A few weeks ago, I enjoyed a dinner at which the topic of conversation was simple: big data.
At one point, the subject of data scientists came up.
"Is there really a shortage?" one person asked.
"It's even worse than people think," another dining companion responded.
"But really, what is data science? It's not like people went to school to major in it," a third chimed in.
"Exactly," the second replied. "Anyone with 'data scientist' on their resume is suspect."
Later on, that same fellow admitted that he had just hired a "superstar" engineer with this very reason in mind.
If you read ZDNet, you know that big data is this year's big buzzword. (OK, it's technically two words, but come on.) Every executive wants to deploy it in their business, even if they're not really sure what it is, how it functions or what it can really do for them. In the enterprise, "big data" is the new social -- meaning it's the word you attach to everything to seem like you're on the cutting edge.
Still, reports of shortages for data scientists -- the wizards to make it all work -- continue. If you thought it was hard to hire away the industry's top software developers, competing for these oracles of insight is exponentially more difficult.
Is it all hype? Are data scientists really necessary (and worth all that trouble)? And for who are they appropriate, really?
I wanted to dig into these questions. So I rung up Stephen Purpura, CEO/CTO of Context Relevant, a Seattle-based company known for its machine learning platform. Purpura recently announced the hiring of three more members of his company's "brain trust," even as he develops a resource to make such people unnecessary for certain kinds of businesses.
In other words, he's a guy who sits on both sides of the hype spectrum. I spoke with him.
ZDNet: Give us a quick introduction to your company before we dive in.
SP: The company was founded in March 2012. We've been working on this for nearly a decade, the business idea that is the company today.
Back in 2001, during the dot-com bust, I was working for Madrona Venture Group that had [intellectual property] in big data. But we shelved it.
I've spent the last decade trying to bring it back. We formed the company after creating the proof-of-concept and we hit the ground running.
What most vendors do is sell an electric set, dump it on the table, and expect you hire a bunch of experts to put it together and solve the problem. These are people who go from project to project, company to company and make a lot of money. This happens in advertising, or Wall Street. It's highly manual work, and a lot of that knowledge is stored in their heads is not encapsulated in tools. Most projects that are successful these days start from scratch.
It turns out that the problems that Wall Street faces are not that different from those that companies in the Fortune 2000 face. The only difference is that on Wall Street, there's a need for speed because speed is money. So they're the front-runner. The needs of high-traffic websites come after that.
Many companies are understanding that a lot of their business depends on understanding the needs of their customers. These types of things are the difference between the haves and the have-nots today. There is growing demand and expectations for results.
ZD: Let's get down to it, then. Data scientists! They're in demand. They're rare. They're expensive. Business leaders think they need them, even if they're not sure what they do. What gives?
SP: The industry believes that a person is a data scientist when they have the ability to visualize projects that make the company money by looking at the data that exists and turn that into a statistical process that predicts whether or not to invest in a customer, or upsell them, or whatever.
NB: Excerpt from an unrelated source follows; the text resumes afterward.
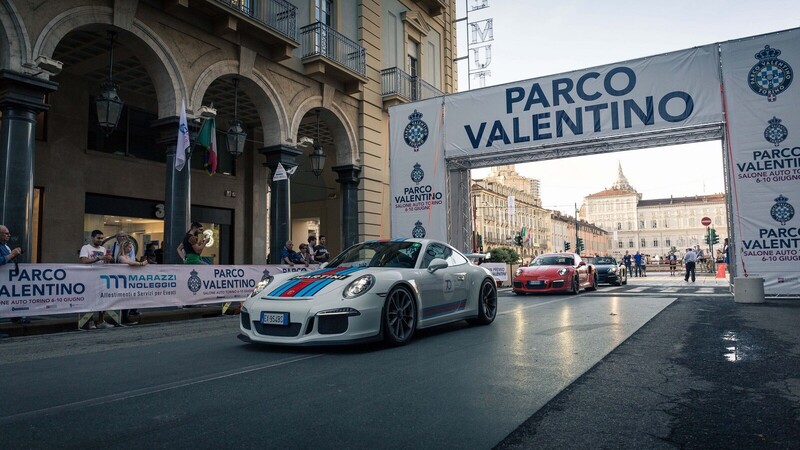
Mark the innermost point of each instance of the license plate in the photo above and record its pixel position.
(274, 318)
These people have statistical skills, business savvy, and elite programming skills. They know how to do things that regular developers don't know how to do. That makes these people very hard to find. How many people do you know have the technical skills of the best developers, but can also visualize projects that make the company money?
That's why our company exists -- we are trying to bridge the gap. Ruby on Rails allowed people who didn't know how to build the structure of a website to build something that basically worked; it wouldn't fall over when 1,000 people visited it. We've done the same thing by providing the same set of guide rails and example applications so customers can get up and running quickly and find value. Contrast that with a world in which companies try to hire a person who can do all this, or a manager who cobbles together a large team across various skill sets.
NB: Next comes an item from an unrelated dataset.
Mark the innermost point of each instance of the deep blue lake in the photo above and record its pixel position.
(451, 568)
ZD: Do we really need data scientists? Living, breathing ones, anyway?
SP: Well, when you have the opportunity to buy LeBron James, you buy. (laughs) But not everybody has that.
They hire superstars with track records because the systems haven't been rolled out. You can't hire Accenture to do something like this. Superstars are what get it done. That's what Google does -- they have a substantial bench of people who are really, really smart. Companies that already have established businesses where a company like Google can't go after them, they can hire people who aren't necessarily LeBron James and still stay ahead of their competition.
ZD: Indeed, you just hired some. So where does that leave you? Sir, you're no Google.
SP: It's really hard as a young company to hire them. We don't expect them to be fantastic to write great code. We have a team that's good at that, and they make it easy for our data scientists to do less work. That's step one: reduce the requirements for our data scientists to write production code.
Step two is hiring people that are really creative and can visualize how to solve problems. Their backgrounds aren't necessarily computer science. One guy on our staff is a very well-known computational sociologist. You never see those things together. He's never going to be able to write production code for a Fortune 2000 company; in fact, he'll be too bored by it. So he gets to see lots of customer problems and tweak problems to make them more general.
So we paired these people who were really good at statistics and analysis with people that are experts at building distributed systems.
We struggled through the last 10 years when the tools were so bad that it took days, weeks, months to do a single iteration of a problem -- to look at what was actually happening in the data. It took seven years to become an experienced data scientist. It took that long to do the 10,000-hour estimate. You have to have experience to solve data problems. Now we've sped that up so that you can fail in seconds. So you can iterate rapidly. A better user interface was a major experience change that allows you to create better people faster.
ZD: Given your point about building experience, can someone really call themselves a data scientist today?
SP: If they work at Facebook, yes. If they work at LinkedIn, probably. If they worked at Google, maybe. There are people who are good at this. I've adopted this term because the people who adopted it early were actually the people who were using science and data to actually develop products. When you interview them, it's easy to tell -- we can screen someone and tell within a half hour whether they know what they're doing or not.
ZD: Data science is a relatively new term, but the concept isn't all that new. What changed in the last decade?
SP: I was a software engineer and program engineer at Microsoft before I went back to school. Take my cohort at Microsoft who have moved on to senior management positions -- I talk to them about what I'm doing now, and they're flabbergasted. It's completely foreign to them, because most of these things have been invented in the last five years. And these are rockstars! People I think are among the smartest people in the world. I'm not one of those people, but I'm now armed with methods that use this data better. The faster they realize that, the faster they'll be the people in their company that can actually make a difference.
Companies like mine are going to bring the Fortune 2000 into this world. We are dedicated to helping them in every way possible. That's our job -- to understand how to help them be successful with data without having their whole team retool.
You know, I have every incentive to tell you that data is going to drive everything in this industry. But I take my salary in this. My money is where my mouth is.